Ads need to show women reading on the bus, train, subway. Ads should show a woman leaning against a post waiting for a ride or in her SUV waiting to pick up the kids from practice or in the lunch line or grocery store line or waiting at the post office or in the doctor’s waiting room. The point of the ads should be that the device is there whereever a woman is, whenever a woman wants it. It should not point out that the only time you can read an ebook is when you are alone and in the park.

4. Playing up the environmental aspect

Even if eReading does not have a smaller carbon imprint, the fact that it seems like it does and manufacturers should play up on that. Being “green” is important to female purchasers these days. It makes us feel good to be “green” and in ebook reading, it’s an almost unconscious way to be green.
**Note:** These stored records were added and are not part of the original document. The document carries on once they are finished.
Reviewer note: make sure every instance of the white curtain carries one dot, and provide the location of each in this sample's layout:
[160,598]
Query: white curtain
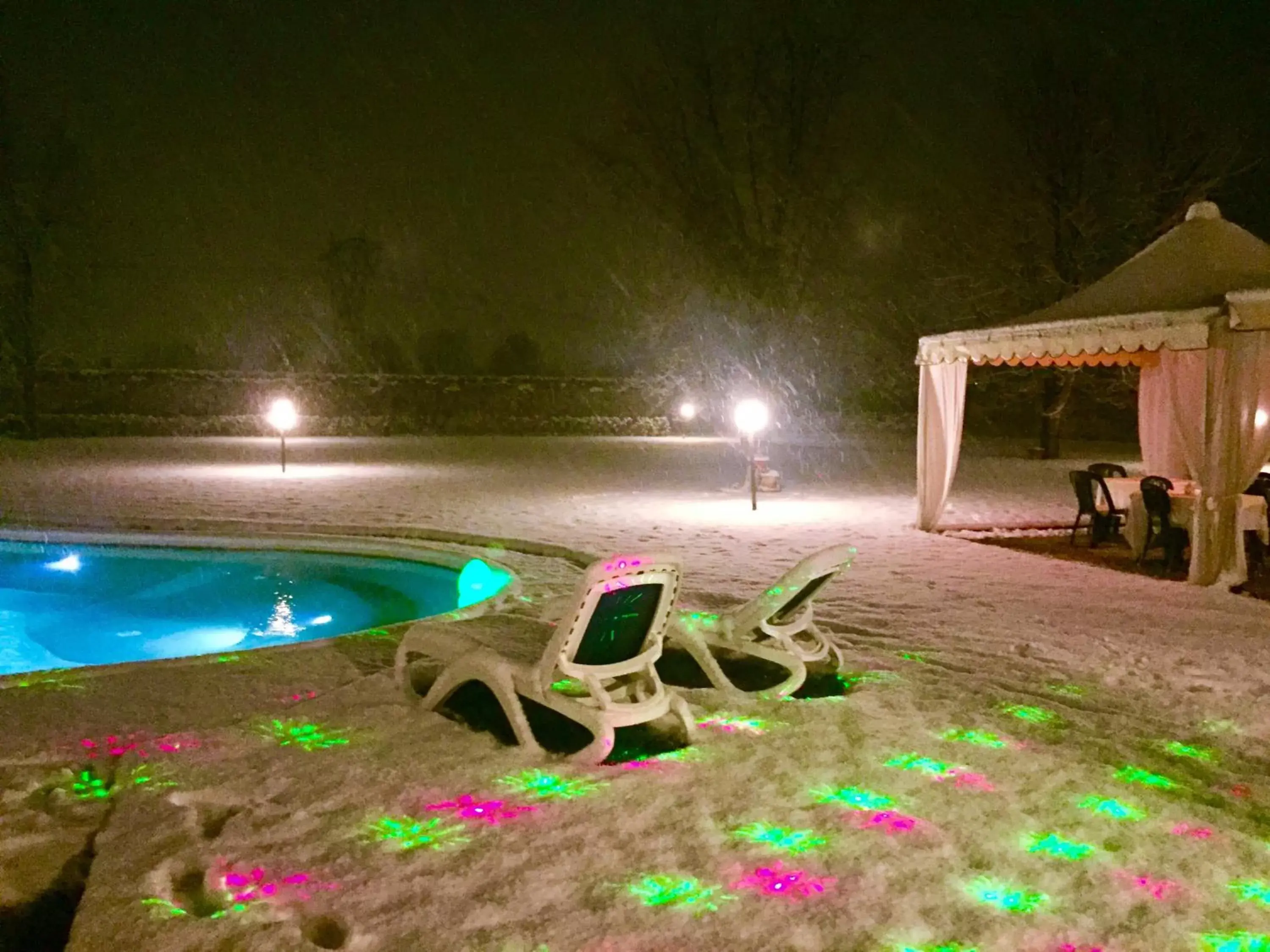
[1239,400]
[940,413]
[1171,414]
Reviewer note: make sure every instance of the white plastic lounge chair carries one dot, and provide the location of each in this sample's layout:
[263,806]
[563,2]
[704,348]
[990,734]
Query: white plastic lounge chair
[606,645]
[776,626]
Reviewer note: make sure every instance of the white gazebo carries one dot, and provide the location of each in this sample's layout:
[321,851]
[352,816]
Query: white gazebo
[1193,311]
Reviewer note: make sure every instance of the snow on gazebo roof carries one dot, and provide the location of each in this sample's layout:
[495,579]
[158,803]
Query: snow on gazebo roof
[1164,296]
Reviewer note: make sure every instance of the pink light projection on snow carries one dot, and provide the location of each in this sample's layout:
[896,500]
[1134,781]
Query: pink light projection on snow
[888,822]
[492,812]
[1193,832]
[257,886]
[116,746]
[1161,890]
[966,780]
[794,885]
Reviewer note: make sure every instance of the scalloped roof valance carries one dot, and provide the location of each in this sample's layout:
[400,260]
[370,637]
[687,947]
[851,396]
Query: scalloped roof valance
[1072,342]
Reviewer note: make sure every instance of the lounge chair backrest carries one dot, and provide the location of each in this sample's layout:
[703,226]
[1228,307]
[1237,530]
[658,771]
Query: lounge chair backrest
[618,619]
[1108,470]
[789,602]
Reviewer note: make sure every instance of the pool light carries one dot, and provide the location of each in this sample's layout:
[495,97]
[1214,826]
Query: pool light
[677,893]
[478,582]
[282,417]
[68,564]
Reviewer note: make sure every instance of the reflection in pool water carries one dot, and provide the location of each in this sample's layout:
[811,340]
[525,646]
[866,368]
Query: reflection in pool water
[68,606]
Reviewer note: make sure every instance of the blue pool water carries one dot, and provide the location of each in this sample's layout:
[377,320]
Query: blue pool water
[68,606]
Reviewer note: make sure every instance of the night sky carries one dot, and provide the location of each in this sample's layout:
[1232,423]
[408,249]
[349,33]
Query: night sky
[223,146]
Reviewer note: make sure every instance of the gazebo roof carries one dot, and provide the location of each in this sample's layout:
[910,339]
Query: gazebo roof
[1164,296]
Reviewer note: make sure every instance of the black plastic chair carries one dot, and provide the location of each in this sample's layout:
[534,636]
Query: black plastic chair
[1160,528]
[1108,470]
[1260,487]
[1103,526]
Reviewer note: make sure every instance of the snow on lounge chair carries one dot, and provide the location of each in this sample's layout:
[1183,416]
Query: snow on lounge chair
[609,643]
[775,626]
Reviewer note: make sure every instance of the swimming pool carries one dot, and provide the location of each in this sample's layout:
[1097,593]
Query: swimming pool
[66,605]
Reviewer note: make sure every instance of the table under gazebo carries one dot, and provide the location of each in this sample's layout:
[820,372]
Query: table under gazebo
[1193,313]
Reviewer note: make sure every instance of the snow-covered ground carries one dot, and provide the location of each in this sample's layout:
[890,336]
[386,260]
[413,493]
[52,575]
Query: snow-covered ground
[1155,662]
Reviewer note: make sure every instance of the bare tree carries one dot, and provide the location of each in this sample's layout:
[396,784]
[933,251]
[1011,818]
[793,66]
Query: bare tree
[734,132]
[37,168]
[1095,160]
[350,268]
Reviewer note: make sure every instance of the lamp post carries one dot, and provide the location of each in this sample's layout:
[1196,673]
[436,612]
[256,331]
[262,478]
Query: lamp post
[687,414]
[751,417]
[282,417]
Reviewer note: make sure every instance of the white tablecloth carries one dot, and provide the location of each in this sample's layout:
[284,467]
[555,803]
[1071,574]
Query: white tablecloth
[1122,489]
[1253,518]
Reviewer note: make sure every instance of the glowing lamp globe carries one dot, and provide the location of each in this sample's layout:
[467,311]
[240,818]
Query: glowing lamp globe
[282,415]
[751,417]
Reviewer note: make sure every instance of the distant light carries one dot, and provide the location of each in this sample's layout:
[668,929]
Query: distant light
[282,415]
[70,564]
[751,417]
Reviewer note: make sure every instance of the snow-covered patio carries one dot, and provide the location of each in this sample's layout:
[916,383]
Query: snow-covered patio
[1068,673]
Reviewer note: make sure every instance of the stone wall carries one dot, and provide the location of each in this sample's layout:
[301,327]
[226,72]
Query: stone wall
[207,403]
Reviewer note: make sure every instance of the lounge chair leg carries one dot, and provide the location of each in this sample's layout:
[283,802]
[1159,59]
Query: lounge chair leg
[685,714]
[489,671]
[601,746]
[700,652]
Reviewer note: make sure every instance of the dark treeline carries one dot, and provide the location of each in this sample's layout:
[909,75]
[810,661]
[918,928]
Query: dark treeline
[769,195]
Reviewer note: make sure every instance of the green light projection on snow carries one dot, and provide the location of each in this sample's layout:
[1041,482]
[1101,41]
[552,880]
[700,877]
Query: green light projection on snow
[1053,845]
[780,839]
[853,799]
[1136,775]
[1113,809]
[308,737]
[549,786]
[1251,890]
[969,735]
[1006,898]
[1025,713]
[1235,942]
[1178,749]
[406,833]
[925,765]
[679,893]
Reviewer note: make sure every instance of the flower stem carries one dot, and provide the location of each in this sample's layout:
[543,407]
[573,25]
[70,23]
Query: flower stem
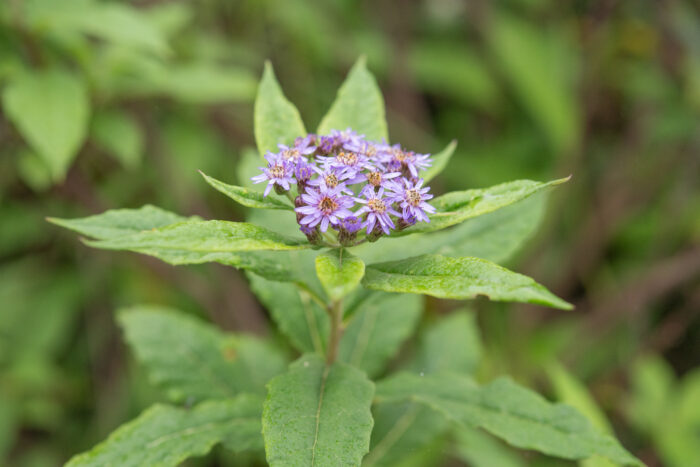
[336,314]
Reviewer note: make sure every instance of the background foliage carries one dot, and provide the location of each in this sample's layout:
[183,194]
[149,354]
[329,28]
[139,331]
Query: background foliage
[151,91]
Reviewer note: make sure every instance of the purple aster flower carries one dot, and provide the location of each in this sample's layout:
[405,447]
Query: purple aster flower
[397,159]
[377,210]
[278,172]
[324,206]
[377,179]
[412,199]
[332,177]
5. Community aspect of reading

So DRM sucks and it prevents readers from sharing their books, but you can pretend that there is a sharing/community aspect by showing women sharing their readers with each other, perhaps at the baseball game. Show women interacting with each other on the eBook Reader as if somehow ebook reading can help you connect with your friends.

6. Put Kids in the Ads.

Another way to appeal to women is to create the idea that this device will promote reading. Why not show kids of all ages reading on the device or a mom and her kid looking at it together. Show a mom reading a Dr. Seuss book to her child, snuggled under a blanket. Again, it’s a way to show the woman how the device fits into every aspect of her life. She does not need to carve out special moments to read. Instead, the device makes it easier for her to enjoy herself at all times during the day, from the moment she gets up and reads the news of the day to her novel reading at lunch to her storytime with her kid to her right-before-bedtime moment to herself.

7. Sell it to the women.
eBook Reading manufacturers should be developing ad campaigns that appeal to women. (Disclaimer: I am terrible at catchy Tag Lines unlike Wendy, Super_Librarian). Ad campaigns for eBook Readers should be “Your pleasure. Your time.” or perhaps “For every moment you have to yourself and those you don’t.”

The ads should show how the eBook reader fits into the life of a woman, not how a woman adapts her life to fit the eBook reader. Mass adoption of the ebook will come when there is mass adoption by women. We buy most of the books sold in paper. Soon, we’ll buy most of the books sold digitally. Who wants us?